I don't stop when I'm tired. I stop when I'm done.
DAVID GOGGINS

Motivation is not very motivating. If you have ever made big plans or New Year's Resolutions, you know how the initial excitement of making changes in your life wear off in a short while as the projects turn into drudgery and work. This happens so frequently that we have to conclude that motivation as we know it is a waste of time. There is only enough energy to make the initial decision. To follow through with those decisions requires something. That something else is grit.

Grit is what makes you get up each day and go to work even though you don't feel like it. I have yet to miss a day of work this year despite battling a nasty flu a short while ago. I just have the habit of showing up even when I feel really bad. But don't ask me about showing up for the gym.
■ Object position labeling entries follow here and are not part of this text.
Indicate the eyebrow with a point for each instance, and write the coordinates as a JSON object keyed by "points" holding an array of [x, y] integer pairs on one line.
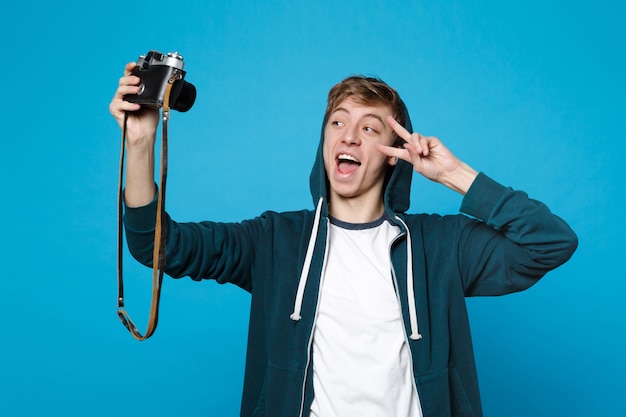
{"points": [[365, 115]]}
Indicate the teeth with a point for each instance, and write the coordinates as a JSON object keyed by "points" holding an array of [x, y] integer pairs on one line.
{"points": [[347, 157]]}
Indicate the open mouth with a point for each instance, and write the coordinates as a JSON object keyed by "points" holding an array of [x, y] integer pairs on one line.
{"points": [[347, 163]]}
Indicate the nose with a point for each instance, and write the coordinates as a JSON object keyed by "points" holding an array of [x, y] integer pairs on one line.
{"points": [[351, 136]]}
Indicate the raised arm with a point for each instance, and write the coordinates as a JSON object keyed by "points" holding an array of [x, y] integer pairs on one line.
{"points": [[431, 158], [141, 128]]}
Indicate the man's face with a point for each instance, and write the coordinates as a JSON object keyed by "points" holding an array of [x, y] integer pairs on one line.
{"points": [[353, 165]]}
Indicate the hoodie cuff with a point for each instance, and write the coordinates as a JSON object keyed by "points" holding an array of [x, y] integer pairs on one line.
{"points": [[141, 219], [482, 197]]}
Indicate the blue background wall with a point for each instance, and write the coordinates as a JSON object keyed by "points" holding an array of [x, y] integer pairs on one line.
{"points": [[531, 92]]}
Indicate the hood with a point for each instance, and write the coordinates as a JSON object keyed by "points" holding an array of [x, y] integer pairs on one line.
{"points": [[396, 198], [397, 189]]}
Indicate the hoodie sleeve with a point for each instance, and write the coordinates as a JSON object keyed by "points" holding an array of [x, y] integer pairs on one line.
{"points": [[207, 250], [517, 241]]}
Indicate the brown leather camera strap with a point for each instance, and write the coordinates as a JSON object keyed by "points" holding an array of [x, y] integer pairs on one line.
{"points": [[158, 255]]}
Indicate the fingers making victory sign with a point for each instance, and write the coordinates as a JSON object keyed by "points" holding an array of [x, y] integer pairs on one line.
{"points": [[430, 158]]}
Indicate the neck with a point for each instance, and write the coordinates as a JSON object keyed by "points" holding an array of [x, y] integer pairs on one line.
{"points": [[356, 210]]}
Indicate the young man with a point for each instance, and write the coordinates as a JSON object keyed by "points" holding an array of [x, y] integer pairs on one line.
{"points": [[357, 308]]}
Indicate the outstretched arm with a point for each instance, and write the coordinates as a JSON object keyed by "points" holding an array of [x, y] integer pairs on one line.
{"points": [[141, 128], [430, 158]]}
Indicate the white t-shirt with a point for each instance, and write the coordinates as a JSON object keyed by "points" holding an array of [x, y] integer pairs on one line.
{"points": [[361, 360]]}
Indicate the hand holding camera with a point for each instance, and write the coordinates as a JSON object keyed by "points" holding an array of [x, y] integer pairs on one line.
{"points": [[142, 90]]}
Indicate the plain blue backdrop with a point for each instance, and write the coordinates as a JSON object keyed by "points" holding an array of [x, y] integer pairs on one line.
{"points": [[531, 92]]}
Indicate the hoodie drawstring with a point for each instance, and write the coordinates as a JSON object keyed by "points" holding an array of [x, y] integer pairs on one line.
{"points": [[415, 334], [297, 308]]}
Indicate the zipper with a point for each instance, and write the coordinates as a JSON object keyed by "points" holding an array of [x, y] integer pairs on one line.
{"points": [[310, 342], [406, 338]]}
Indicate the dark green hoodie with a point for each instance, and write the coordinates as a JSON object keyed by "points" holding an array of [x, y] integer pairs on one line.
{"points": [[508, 244]]}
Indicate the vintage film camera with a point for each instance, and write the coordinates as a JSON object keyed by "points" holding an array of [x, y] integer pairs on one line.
{"points": [[155, 70]]}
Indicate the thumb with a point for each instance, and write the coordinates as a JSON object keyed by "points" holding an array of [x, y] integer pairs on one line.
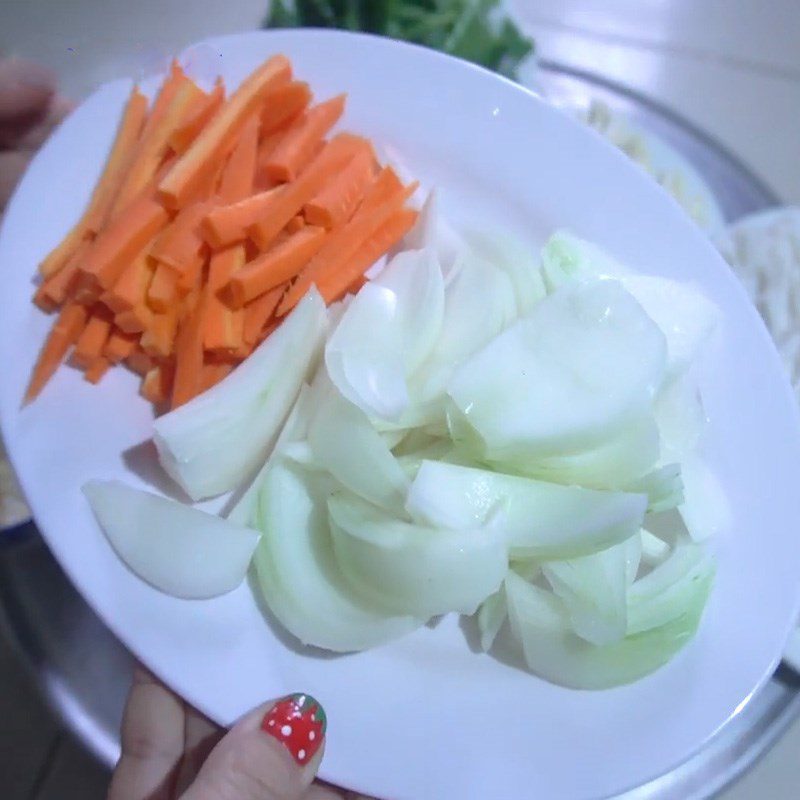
{"points": [[272, 753]]}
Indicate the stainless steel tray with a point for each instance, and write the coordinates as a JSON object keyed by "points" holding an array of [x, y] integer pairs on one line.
{"points": [[85, 671]]}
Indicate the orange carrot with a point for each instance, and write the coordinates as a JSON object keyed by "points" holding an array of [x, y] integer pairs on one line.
{"points": [[337, 201], [131, 287], [154, 144], [120, 346], [213, 372], [265, 150], [258, 312], [284, 104], [163, 288], [236, 181], [139, 361], [96, 370], [223, 326], [218, 138], [342, 245], [158, 338], [288, 200], [157, 383], [92, 340], [225, 225], [181, 241], [93, 217], [297, 148], [276, 266], [385, 185], [54, 291], [189, 355], [334, 285], [197, 119], [295, 224], [191, 279], [120, 242], [63, 334], [134, 320]]}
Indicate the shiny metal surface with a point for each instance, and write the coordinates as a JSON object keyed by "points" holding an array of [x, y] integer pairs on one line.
{"points": [[85, 671]]}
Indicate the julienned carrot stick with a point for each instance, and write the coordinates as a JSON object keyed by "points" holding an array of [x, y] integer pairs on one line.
{"points": [[158, 339], [218, 138], [120, 346], [134, 320], [265, 150], [139, 361], [154, 145], [284, 104], [92, 340], [161, 104], [342, 245], [62, 336], [181, 241], [337, 201], [125, 236], [276, 266], [297, 148], [225, 225], [289, 199], [55, 290], [197, 119], [335, 284], [131, 287], [157, 384], [188, 380], [163, 288], [191, 279], [238, 175], [94, 216], [385, 185], [223, 327], [258, 313], [213, 372], [295, 224], [96, 370]]}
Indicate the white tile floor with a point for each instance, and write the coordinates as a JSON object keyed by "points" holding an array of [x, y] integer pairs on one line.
{"points": [[730, 66]]}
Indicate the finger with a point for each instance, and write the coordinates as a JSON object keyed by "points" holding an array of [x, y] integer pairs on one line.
{"points": [[151, 741], [12, 167], [25, 89], [271, 754], [34, 138], [200, 737], [322, 791]]}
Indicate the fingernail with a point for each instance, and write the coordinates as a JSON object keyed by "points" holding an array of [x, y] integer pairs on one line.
{"points": [[298, 722]]}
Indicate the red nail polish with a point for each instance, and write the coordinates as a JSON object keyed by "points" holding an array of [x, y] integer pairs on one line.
{"points": [[298, 722]]}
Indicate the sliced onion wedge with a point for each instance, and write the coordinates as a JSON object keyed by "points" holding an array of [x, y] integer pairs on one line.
{"points": [[214, 442], [413, 569], [540, 622], [539, 520], [564, 378], [298, 573], [178, 549]]}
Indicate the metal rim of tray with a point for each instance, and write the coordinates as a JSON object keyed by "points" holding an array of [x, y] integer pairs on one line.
{"points": [[59, 637]]}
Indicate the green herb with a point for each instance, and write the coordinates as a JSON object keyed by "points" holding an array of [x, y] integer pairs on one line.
{"points": [[476, 30]]}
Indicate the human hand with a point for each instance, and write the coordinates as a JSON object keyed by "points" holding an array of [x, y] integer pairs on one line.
{"points": [[29, 110], [170, 751]]}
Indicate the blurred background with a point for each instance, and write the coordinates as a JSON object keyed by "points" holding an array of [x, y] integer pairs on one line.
{"points": [[728, 68]]}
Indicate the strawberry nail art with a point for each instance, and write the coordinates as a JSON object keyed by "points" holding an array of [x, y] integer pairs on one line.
{"points": [[298, 722]]}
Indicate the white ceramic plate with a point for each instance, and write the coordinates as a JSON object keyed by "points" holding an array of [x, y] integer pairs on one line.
{"points": [[426, 717]]}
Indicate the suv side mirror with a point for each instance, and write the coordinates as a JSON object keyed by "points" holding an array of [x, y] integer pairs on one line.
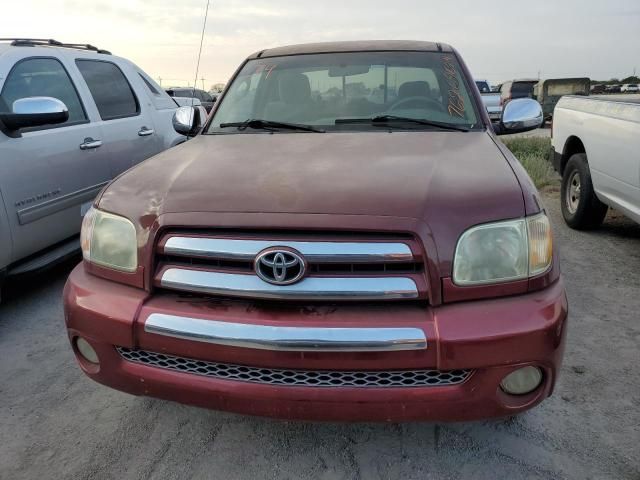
{"points": [[34, 112], [188, 120], [520, 115]]}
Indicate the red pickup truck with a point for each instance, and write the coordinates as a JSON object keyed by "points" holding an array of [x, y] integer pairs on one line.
{"points": [[346, 239]]}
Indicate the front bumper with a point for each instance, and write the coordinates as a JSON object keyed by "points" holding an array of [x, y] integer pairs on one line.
{"points": [[490, 337]]}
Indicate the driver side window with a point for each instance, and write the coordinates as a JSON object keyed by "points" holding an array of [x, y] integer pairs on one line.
{"points": [[43, 77]]}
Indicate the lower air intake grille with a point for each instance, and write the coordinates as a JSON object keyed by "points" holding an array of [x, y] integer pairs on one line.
{"points": [[304, 378]]}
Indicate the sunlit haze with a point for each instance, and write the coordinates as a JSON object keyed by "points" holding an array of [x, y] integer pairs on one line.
{"points": [[498, 39]]}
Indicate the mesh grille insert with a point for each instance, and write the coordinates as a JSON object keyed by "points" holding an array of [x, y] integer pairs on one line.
{"points": [[305, 378]]}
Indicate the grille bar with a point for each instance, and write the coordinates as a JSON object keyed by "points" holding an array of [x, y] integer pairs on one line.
{"points": [[233, 249], [311, 288], [302, 378]]}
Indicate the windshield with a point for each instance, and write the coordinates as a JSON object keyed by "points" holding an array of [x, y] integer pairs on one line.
{"points": [[326, 91]]}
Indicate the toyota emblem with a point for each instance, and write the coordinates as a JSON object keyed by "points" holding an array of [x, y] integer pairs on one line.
{"points": [[279, 267]]}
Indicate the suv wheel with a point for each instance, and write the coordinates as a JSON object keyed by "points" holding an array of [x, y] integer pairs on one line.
{"points": [[581, 208]]}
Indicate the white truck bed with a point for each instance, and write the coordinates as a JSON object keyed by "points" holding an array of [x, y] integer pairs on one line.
{"points": [[607, 130]]}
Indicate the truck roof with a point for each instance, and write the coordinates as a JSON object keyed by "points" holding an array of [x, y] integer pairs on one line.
{"points": [[354, 46], [622, 98]]}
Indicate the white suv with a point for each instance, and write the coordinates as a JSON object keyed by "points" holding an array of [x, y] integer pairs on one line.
{"points": [[72, 117]]}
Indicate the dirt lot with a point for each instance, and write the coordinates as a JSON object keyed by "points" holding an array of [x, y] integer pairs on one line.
{"points": [[55, 423]]}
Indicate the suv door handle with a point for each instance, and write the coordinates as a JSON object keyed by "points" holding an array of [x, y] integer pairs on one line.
{"points": [[90, 143], [145, 132]]}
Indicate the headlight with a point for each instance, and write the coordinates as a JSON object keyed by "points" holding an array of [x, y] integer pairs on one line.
{"points": [[109, 240], [503, 251]]}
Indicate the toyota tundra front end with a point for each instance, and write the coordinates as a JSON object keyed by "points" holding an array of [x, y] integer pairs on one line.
{"points": [[346, 240]]}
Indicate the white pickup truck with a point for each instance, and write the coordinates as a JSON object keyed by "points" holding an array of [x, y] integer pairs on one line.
{"points": [[595, 148]]}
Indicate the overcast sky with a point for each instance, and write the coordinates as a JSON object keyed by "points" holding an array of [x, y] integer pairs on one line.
{"points": [[498, 39]]}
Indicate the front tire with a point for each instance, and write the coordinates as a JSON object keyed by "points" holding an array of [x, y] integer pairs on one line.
{"points": [[581, 208]]}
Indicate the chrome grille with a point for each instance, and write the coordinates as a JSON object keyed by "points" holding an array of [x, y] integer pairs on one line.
{"points": [[302, 378], [337, 269]]}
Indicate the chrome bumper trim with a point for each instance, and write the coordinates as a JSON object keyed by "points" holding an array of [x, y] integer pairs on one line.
{"points": [[311, 288], [299, 339], [230, 249]]}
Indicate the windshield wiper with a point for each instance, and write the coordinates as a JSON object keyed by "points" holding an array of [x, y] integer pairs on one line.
{"points": [[385, 120], [259, 124]]}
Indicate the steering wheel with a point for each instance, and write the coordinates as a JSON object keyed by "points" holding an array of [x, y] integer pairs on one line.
{"points": [[426, 101]]}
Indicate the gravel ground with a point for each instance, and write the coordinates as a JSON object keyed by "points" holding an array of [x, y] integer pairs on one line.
{"points": [[56, 423]]}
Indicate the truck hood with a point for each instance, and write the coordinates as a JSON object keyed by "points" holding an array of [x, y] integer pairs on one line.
{"points": [[446, 180]]}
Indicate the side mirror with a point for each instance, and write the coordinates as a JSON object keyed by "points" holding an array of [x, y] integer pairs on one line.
{"points": [[34, 112], [188, 120], [520, 115]]}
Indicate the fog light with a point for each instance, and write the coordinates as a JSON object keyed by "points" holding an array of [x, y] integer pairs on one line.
{"points": [[86, 350], [522, 381]]}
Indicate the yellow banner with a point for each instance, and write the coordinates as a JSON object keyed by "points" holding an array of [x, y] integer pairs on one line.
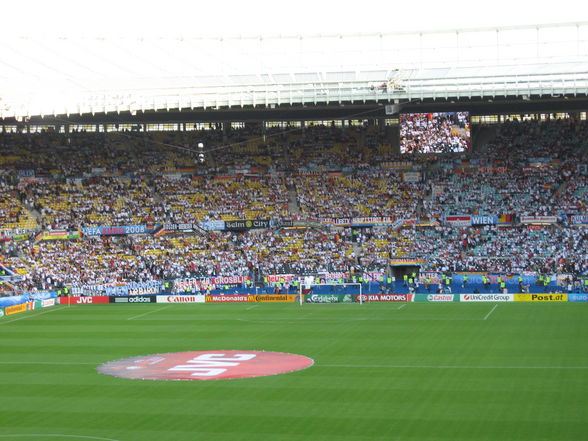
{"points": [[541, 297], [276, 298], [15, 309]]}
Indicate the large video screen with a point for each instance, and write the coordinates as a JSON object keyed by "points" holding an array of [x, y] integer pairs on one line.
{"points": [[441, 132]]}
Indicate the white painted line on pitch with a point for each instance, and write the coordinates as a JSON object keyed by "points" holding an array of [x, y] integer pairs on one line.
{"points": [[57, 363], [32, 315], [55, 435], [386, 366], [148, 312], [491, 311]]}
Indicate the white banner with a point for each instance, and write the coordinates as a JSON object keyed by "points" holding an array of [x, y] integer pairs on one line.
{"points": [[486, 297], [180, 299]]}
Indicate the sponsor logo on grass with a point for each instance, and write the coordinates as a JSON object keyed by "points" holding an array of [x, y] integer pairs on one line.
{"points": [[180, 299], [487, 298], [205, 365], [552, 297]]}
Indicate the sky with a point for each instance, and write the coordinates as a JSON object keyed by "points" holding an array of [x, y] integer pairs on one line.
{"points": [[132, 18]]}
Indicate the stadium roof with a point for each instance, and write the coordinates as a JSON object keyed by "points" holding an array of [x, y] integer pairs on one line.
{"points": [[60, 75]]}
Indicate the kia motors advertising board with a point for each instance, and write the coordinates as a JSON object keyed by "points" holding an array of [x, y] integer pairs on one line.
{"points": [[383, 297], [436, 297], [89, 300], [486, 298], [180, 299]]}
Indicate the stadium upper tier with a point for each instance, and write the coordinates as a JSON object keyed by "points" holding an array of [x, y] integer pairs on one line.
{"points": [[63, 76], [425, 203]]}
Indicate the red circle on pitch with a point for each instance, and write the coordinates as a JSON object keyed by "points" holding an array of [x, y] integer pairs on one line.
{"points": [[205, 365]]}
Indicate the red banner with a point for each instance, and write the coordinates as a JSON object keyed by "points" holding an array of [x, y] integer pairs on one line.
{"points": [[384, 297], [89, 300], [229, 299]]}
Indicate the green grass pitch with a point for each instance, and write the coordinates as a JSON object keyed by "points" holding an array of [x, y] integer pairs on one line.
{"points": [[386, 372]]}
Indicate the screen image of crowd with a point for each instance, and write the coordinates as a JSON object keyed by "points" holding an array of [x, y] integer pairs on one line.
{"points": [[441, 132], [309, 184]]}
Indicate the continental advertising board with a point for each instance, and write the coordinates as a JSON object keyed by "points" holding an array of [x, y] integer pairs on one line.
{"points": [[552, 297], [179, 299], [486, 298], [275, 298], [229, 298], [384, 297]]}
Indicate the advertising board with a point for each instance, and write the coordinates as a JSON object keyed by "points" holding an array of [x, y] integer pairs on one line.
{"points": [[486, 298], [577, 297], [383, 297], [132, 299], [88, 300], [551, 297], [15, 309], [179, 299], [328, 298], [436, 297], [273, 298]]}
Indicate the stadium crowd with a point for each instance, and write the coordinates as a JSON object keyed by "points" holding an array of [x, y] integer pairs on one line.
{"points": [[57, 182]]}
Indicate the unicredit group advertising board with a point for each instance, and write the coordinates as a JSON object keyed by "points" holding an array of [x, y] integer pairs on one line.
{"points": [[384, 297], [436, 297], [486, 298]]}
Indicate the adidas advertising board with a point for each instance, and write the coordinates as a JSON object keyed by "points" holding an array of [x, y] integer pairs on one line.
{"points": [[486, 298], [180, 299], [133, 299]]}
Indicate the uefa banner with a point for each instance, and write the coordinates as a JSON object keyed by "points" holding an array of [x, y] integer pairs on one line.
{"points": [[486, 297], [384, 297], [541, 297], [329, 298], [179, 299], [436, 298]]}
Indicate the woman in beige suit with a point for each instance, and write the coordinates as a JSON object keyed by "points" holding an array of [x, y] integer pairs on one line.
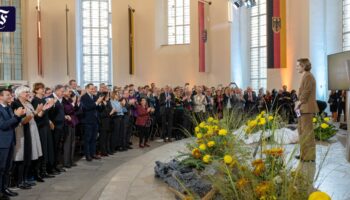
{"points": [[307, 107]]}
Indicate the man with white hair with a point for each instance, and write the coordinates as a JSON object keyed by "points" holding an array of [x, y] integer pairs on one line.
{"points": [[57, 117], [9, 120], [167, 102]]}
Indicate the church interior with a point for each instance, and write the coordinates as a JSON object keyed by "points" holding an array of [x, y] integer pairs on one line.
{"points": [[174, 99]]}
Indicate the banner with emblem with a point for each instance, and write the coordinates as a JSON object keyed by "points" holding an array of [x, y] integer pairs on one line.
{"points": [[276, 34]]}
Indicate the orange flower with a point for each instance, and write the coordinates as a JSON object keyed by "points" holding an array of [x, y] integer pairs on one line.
{"points": [[274, 152]]}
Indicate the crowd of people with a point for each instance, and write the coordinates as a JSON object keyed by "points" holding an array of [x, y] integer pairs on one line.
{"points": [[41, 127]]}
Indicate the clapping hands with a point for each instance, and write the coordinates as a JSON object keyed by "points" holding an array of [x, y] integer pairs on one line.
{"points": [[20, 111]]}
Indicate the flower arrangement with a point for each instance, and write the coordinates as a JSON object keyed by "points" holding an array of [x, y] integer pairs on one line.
{"points": [[323, 128], [239, 175], [263, 121]]}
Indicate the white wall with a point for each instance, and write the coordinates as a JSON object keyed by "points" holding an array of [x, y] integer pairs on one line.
{"points": [[53, 41], [174, 64], [297, 46]]}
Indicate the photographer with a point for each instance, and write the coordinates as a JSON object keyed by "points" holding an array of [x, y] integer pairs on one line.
{"points": [[143, 122], [105, 125]]}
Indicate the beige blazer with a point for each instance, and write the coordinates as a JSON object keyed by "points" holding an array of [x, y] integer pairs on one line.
{"points": [[307, 94]]}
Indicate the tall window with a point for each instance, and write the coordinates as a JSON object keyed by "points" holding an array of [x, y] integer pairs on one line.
{"points": [[96, 40], [258, 46], [11, 46], [178, 22], [346, 25]]}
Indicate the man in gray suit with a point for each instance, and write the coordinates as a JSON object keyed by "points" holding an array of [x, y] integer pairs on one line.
{"points": [[306, 107], [8, 122]]}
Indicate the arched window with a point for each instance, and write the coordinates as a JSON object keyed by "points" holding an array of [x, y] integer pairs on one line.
{"points": [[258, 46], [178, 22], [94, 42]]}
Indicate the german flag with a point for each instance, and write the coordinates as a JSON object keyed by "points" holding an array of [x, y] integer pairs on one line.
{"points": [[276, 33], [131, 41]]}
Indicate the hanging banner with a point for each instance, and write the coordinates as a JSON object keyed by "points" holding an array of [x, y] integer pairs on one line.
{"points": [[131, 42], [39, 40], [276, 34]]}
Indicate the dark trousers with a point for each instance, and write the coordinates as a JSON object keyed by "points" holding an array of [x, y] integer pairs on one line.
{"points": [[104, 141], [6, 157], [90, 136], [128, 126], [178, 123], [144, 133], [341, 109], [47, 159], [187, 122], [69, 146], [58, 137], [167, 122], [117, 135]]}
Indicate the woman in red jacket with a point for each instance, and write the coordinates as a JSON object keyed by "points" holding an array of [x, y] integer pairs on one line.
{"points": [[143, 122]]}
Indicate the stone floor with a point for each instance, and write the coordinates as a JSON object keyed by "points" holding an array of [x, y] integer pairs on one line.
{"points": [[130, 175]]}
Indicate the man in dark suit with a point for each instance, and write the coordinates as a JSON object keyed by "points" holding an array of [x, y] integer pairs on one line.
{"points": [[167, 103], [90, 105], [8, 122], [57, 117]]}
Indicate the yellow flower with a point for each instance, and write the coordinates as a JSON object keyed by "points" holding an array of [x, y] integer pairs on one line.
{"points": [[270, 118], [211, 143], [274, 151], [318, 195], [206, 158], [324, 125], [259, 167], [202, 147], [262, 121], [223, 132], [210, 119], [262, 189], [241, 183], [228, 159], [202, 125], [252, 123], [196, 153], [196, 129]]}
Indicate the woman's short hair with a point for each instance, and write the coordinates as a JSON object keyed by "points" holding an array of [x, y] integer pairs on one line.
{"points": [[37, 86], [21, 89], [305, 62]]}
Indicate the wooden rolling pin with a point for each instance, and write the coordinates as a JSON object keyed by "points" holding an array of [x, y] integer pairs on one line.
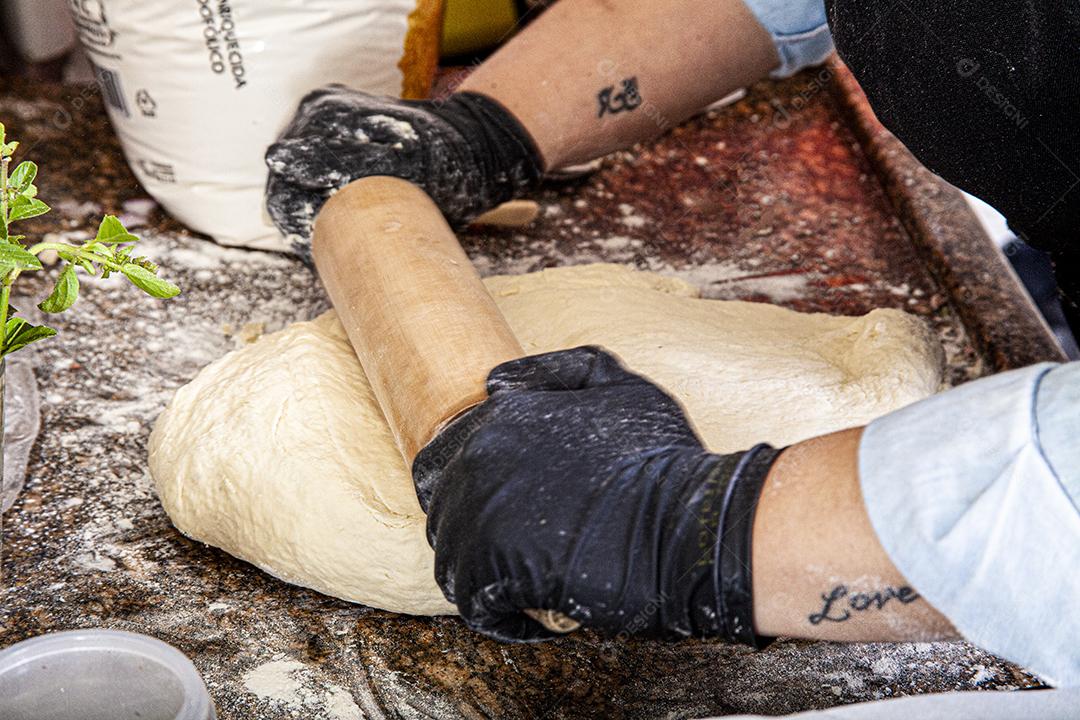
{"points": [[423, 326]]}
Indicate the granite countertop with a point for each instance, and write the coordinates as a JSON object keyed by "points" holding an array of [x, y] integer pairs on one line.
{"points": [[772, 200]]}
I do not display the same grit on that sort of stuff. Why?

Work is an essential thing in my life. If I don't work, I don't get paid. Some people are in the habit of blowing off work on those days they aren't feeling it. Those people wind up poor. You have to work. I have to work, so I do it whether I feel like it or not. I never worry that I have never felt like going to work a single day in my life. My feelings don't matter. I have to get it done.

Resolve is a powerful thing. It is way more powerful than motivation. You discover that most success in life isn't a matter of winning as it is in simply not quitting. Obligations strengthen resolve. Once quitting is no longer an option, the only thing left is to get it done.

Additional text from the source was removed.